Because Palmer amaranth resembles other pigweeds, it can be difficult to identify. Once someone contacts Extension about suspected Palmer amaranth, an Extension agent or specialist, or both, visit the field and investigate to determine what it is. If necessary, they also send samples to the University of Illinois Plant Clinic for DNA testing. Lab results take about two weeks.
To help producers, landowners and others learn more about Palmer amaranth and how to spot it, NDSU Extension developed a website, www.ag.ndsu.edu/palmeramaranth, and posters.
One way to distinguish it from other pigweeds is its leaf stem, or petiole.
Palmer amaranth’s petiole is as long as or longer than the leaf blade. Another clue is the female plant has spiny bracts that are bristly to the touch in the leaf axils and seed head. The seed heads can grow up to 2 feet long.
Anyone who sees a plant that may be Palmer amaranth should contact a local NDSU Extension agent as soon as possible. Visit www.ag.ndsu.edu/extension/directory for contact information.

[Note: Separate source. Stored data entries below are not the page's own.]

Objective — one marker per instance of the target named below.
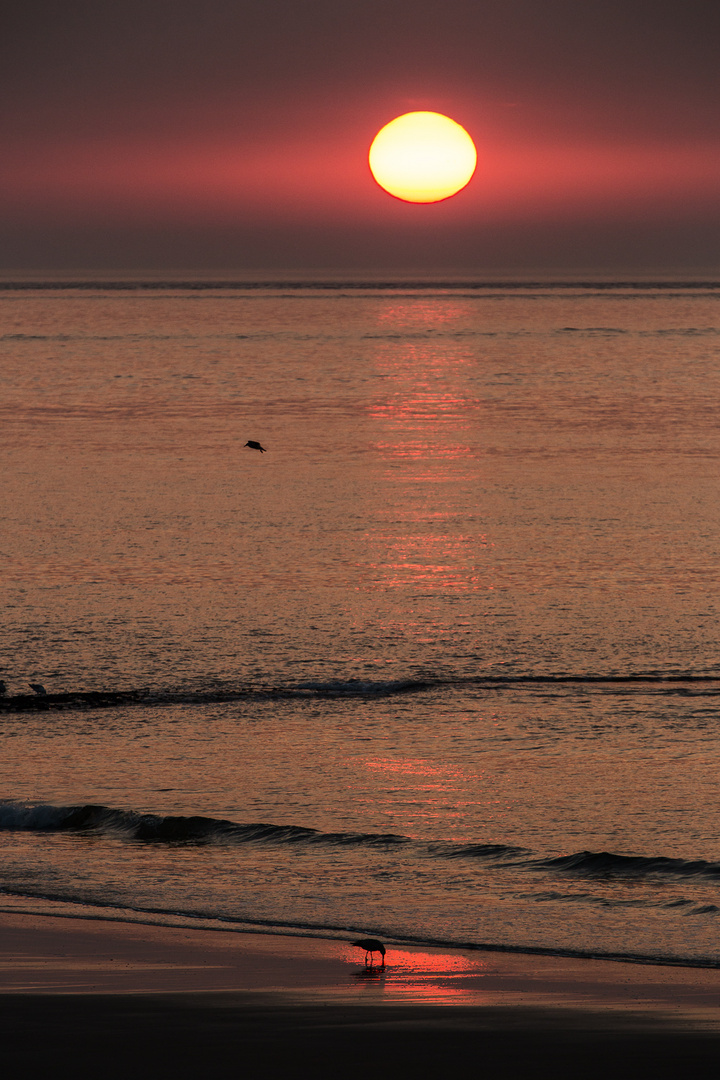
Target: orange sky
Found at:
(139, 140)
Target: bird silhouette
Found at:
(371, 945)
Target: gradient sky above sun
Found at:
(227, 134)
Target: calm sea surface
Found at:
(440, 665)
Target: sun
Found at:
(422, 157)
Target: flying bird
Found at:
(371, 945)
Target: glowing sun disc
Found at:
(422, 157)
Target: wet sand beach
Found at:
(99, 997)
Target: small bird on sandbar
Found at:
(371, 945)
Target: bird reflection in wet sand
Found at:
(371, 945)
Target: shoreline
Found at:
(56, 954)
(122, 998)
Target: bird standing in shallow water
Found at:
(371, 945)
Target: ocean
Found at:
(440, 666)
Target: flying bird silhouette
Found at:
(371, 945)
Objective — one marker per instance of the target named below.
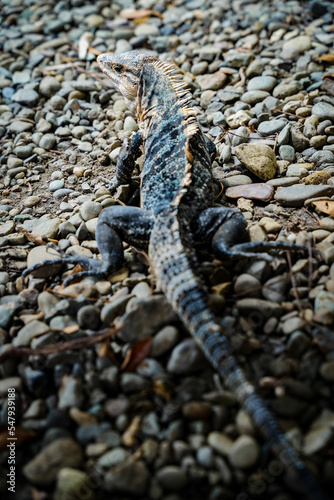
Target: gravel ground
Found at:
(139, 413)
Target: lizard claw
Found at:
(95, 267)
(112, 184)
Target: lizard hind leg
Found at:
(227, 230)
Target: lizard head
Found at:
(124, 71)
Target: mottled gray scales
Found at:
(177, 189)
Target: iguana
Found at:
(177, 196)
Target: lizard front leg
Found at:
(115, 224)
(129, 153)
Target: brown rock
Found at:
(213, 81)
(320, 177)
(43, 468)
(196, 410)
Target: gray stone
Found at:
(320, 157)
(254, 96)
(296, 170)
(299, 141)
(28, 332)
(221, 443)
(144, 317)
(49, 85)
(18, 126)
(186, 358)
(236, 180)
(244, 452)
(56, 185)
(70, 393)
(113, 457)
(271, 127)
(47, 142)
(300, 43)
(71, 483)
(295, 196)
(266, 83)
(27, 97)
(43, 469)
(262, 307)
(214, 81)
(172, 477)
(132, 478)
(256, 191)
(90, 210)
(164, 340)
(323, 110)
(286, 89)
(287, 153)
(316, 439)
(247, 285)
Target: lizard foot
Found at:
(95, 267)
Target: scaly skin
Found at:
(177, 195)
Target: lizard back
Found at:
(177, 164)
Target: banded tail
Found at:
(175, 263)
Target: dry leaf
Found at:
(325, 206)
(328, 84)
(129, 436)
(38, 240)
(326, 58)
(76, 269)
(94, 51)
(71, 329)
(107, 351)
(139, 14)
(160, 389)
(38, 495)
(138, 352)
(21, 435)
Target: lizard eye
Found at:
(118, 68)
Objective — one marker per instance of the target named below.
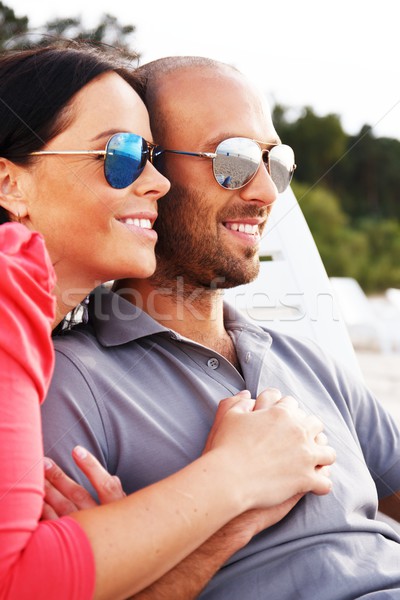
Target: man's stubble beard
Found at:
(187, 249)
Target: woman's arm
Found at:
(137, 539)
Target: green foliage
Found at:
(347, 186)
(319, 143)
(16, 34)
(10, 25)
(369, 250)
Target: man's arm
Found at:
(189, 578)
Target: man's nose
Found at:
(261, 189)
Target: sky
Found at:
(339, 57)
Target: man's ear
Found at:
(12, 198)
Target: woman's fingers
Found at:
(108, 487)
(242, 399)
(62, 493)
(268, 398)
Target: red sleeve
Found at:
(51, 560)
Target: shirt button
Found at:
(213, 363)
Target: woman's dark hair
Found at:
(36, 88)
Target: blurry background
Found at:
(331, 73)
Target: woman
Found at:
(74, 166)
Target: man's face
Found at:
(208, 234)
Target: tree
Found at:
(15, 32)
(10, 25)
(319, 143)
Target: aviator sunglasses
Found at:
(237, 160)
(125, 157)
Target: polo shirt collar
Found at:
(117, 321)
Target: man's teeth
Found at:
(144, 223)
(243, 227)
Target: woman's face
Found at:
(94, 232)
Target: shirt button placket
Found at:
(213, 363)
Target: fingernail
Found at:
(244, 393)
(47, 463)
(80, 452)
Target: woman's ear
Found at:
(11, 197)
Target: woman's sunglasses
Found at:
(237, 160)
(125, 157)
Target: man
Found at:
(146, 394)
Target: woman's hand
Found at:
(64, 496)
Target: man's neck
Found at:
(193, 312)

Palmer amaranth poses a serious threat to North Dakota crops because it can grow
2 to 3 inches per day in optimum conditions and reach a height of 6 to 8 feet. A single plant can produce up to 1 million seeds. Especially heavy infestations have reduced yield up to 79 percent in soybeans and 91 percent in corn in other states. Unlike other annual weeds that need to be controlled only through early summer, Palmer amaranth emerges throughout the growing season.
Palmer amaranth also is a huge challenge to growers because it is prone to herbicide resistance.
The weed originated in the desert region of the southwestern U.S. (New Mexico and Arizona) and northern Mexico, then spread to the Mississippi Delta before invading other states, including Missouri, Kansas, Iowa, Wisconsin, Minnesota and South Dakota.